Country Should Welcome Enhanced Federal Gun Regulations

I have a good history with guns.

I grew up in a family where guns were commonplace – my grandfather loved being a sportsman and hunted regularly. Since the age of 12, my father and I have hunted birds together. It’s a social activity where you can walk around and talk, rather than sit in the cold like a ninja in a deer blind, waiting for some unassuming animal to walk into your line of fire.

Just this past weekend, I went to a pheasant resort in mid-Michigan and had fun taking six birds and eating them with my family the next day. I walked more than eight miles with 30 pounds of gear, which can only be described as a good cardiovascular workout.

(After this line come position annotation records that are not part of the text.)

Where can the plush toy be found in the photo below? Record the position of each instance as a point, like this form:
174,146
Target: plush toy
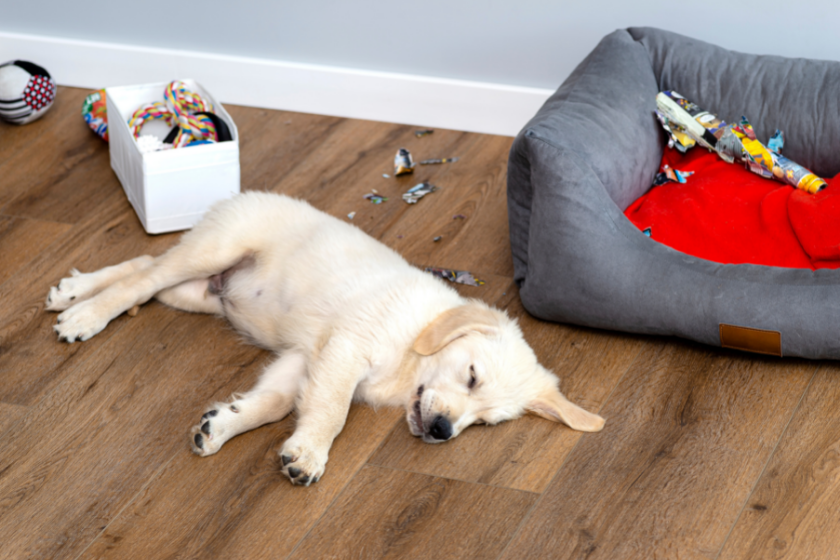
26,91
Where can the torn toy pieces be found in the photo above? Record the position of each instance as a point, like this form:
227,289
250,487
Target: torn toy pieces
403,163
376,198
668,175
457,276
687,125
440,160
415,193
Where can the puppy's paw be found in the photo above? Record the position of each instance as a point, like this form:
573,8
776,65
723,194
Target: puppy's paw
301,463
80,322
216,426
70,291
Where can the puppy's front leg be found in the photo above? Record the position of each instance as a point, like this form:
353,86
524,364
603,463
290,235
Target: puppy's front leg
323,405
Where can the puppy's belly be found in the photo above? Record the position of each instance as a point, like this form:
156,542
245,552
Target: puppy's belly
270,311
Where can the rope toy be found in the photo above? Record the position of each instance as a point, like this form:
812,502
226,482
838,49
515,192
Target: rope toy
179,110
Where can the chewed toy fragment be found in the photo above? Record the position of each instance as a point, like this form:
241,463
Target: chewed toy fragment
376,198
456,276
777,142
95,113
440,160
687,125
668,175
415,193
403,163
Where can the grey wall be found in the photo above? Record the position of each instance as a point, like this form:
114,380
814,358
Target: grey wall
517,42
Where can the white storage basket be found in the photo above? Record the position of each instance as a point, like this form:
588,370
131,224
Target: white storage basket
172,189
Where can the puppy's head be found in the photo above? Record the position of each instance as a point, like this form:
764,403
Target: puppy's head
476,368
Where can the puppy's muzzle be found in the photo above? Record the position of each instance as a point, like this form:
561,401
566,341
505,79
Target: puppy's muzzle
441,428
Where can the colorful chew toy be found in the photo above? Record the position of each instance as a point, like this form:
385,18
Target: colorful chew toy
182,109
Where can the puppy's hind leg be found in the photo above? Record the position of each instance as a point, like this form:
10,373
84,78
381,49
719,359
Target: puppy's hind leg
270,400
79,287
193,296
205,251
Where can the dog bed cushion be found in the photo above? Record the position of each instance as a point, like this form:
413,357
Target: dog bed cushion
594,148
725,213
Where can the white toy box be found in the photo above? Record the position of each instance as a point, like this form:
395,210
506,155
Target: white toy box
172,189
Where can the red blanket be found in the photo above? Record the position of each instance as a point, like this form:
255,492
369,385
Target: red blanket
727,214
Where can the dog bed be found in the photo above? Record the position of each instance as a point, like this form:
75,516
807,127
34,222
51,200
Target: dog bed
594,148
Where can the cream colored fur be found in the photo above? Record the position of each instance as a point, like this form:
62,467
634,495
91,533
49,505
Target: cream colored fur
349,319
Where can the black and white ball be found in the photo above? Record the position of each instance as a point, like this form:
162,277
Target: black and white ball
26,91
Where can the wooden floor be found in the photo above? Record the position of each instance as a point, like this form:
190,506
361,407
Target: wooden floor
706,453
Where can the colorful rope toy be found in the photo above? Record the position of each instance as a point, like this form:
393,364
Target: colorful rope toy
182,108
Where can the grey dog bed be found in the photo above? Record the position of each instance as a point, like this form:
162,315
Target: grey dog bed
594,148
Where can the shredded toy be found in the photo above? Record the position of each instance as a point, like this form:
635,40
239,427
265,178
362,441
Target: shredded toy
415,193
190,114
440,160
671,175
95,113
456,276
403,163
375,197
688,125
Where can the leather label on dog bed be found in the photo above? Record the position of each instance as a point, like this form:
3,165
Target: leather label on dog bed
751,340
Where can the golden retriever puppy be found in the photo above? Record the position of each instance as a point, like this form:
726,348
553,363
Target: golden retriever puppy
349,319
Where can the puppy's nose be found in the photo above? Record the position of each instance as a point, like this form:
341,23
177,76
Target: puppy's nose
441,428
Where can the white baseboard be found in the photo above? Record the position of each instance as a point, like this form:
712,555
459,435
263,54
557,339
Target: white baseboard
308,88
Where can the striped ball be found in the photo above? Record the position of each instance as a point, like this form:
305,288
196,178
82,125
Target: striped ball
26,91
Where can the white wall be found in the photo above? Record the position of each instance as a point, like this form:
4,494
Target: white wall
517,42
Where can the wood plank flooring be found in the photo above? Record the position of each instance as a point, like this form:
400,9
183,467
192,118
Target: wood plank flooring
707,454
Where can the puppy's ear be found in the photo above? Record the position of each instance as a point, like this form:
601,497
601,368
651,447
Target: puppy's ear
455,323
552,405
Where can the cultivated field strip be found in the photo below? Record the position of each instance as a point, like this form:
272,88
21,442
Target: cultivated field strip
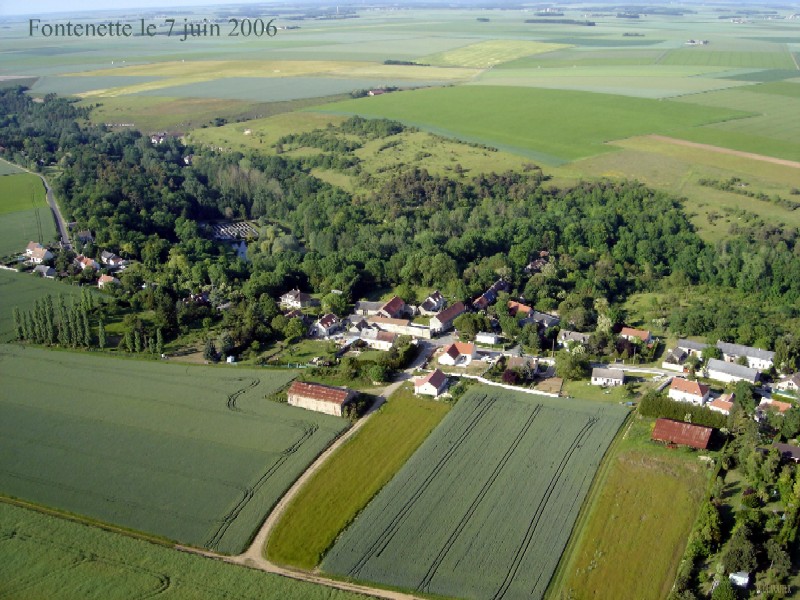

I am a gun owner. I own rifles, pistols, and shotguns, all of which are securely and responsibly stored in a high quality gun safe to which only I know the combination.

For the past six years, I also have been a concealed pistol license (CPL) holder in the state of Michigan. In 2010, I attended a very well-managed National Rifle Association endorsed training session in the Capitol area, and obtained my CPL shortly thereafter. I regularly shoot on pistol ranges to hone my skills to be as safe as I can be with a handgun.

But with all of my training and family background, I don’t carry a weapon.

Why would I go to all of that trouble to become a CPL holder and yet not carry a concealed weapon? Because I strongly feel I do not have enough day to day familiarity with a handgun to be useful in a gunfight. It’s more likely I would do more harm than good with a firearm, as my once-a-month range time is still not sufficient to be accurate in pressure situations.

Police officers spend far more time with their duty weapons than I ever could and they are the first people to tell you that handguns are drawn only as a last resort. They pay attention to the background behind the target, only shooting when they have a clear shot. It’s not like the movies – the vast majority of officers would prefer never to use a weapon. And when they draw their gun, officers are trained to shoot center mass – the heart of their target. Again, only in Hollywood does the sheriff shoot the pistol out of a bandit’s hand. It just doesn’t happen.

As a civilian, I’m not completely convinced that – at the moment of truth – I could take a human life. Given all of those variables, it’s inconceivable to me how guns fall into the hands of children. Or how people at Home Depot shoot at potential shoplifters. Or how the United States leads every other country – nearly combined – in the number of its citizens killed by firearms annually.

Guns scare me. And they should scare you, too.

Time and time again, the NRA attempts to convince the public of the following mantra – “Only a good guy with a gun stops a bad guy with a gun.” They always forget to add “well-trained” to the good guy description, but hey, let’s gloss over that.

Despite admiring some aspects of the NRA, including their very well done training programs – their efforts to lobby federal and state lawmakers to lessen regulations for gun owners sicken me. I’m not an NRA member, and will never be one.

Mass shootings have become so commonplace in this country that you know the names. Columbine. Newtown. Colorado Springs. San Bernardino. Our real problem isn’t America's crumbling mental health system or stringent requirements we put in place for weapons-free zones or the way the Second Amendment is written – it’s unfettered access to firearms for everyone.

Later this week, President Obama plans to announce some much needed gun reform regulations – enhanced background checks and closing gun show loopholes will probably be among them and they can’t come fast enough. If you ever went to your local gun show and tried to put a number on the people who probably shouldn’t be there, you’d run out of numbers.

Before the tinfoil hat crowd blames President Obama for a wide ranging conspiracy designed to take their guns away, let’s be clear – in United States v. Miller (1939), the Supreme Court ruled that the federal government and the states could limit any weapon types “not having a reasonable relationship to the preservation or efficiency of a well-regulated militia.”

That’s something the NRA fails to mention while making its “guns for everyone” arguments – well-regulated. It should be more difficult to obtain a firearm than to get your driver’s license, and getting permission to drive a vehicle isn’t a picnic. Ask any 16-year-old.

My grandfather didn’t carry a gun. My dad doesn’t. And despite the law allowing me to do so, I don’t either. We need more commonsense approaches to gun regulation in America – a big step would be simply following the Second Amendment and ensuring that gun owners base their desire to own a gun in the tenets of the law they claim to hold so dear, rather than stockpiling weapons to fight some imagined apocalypse.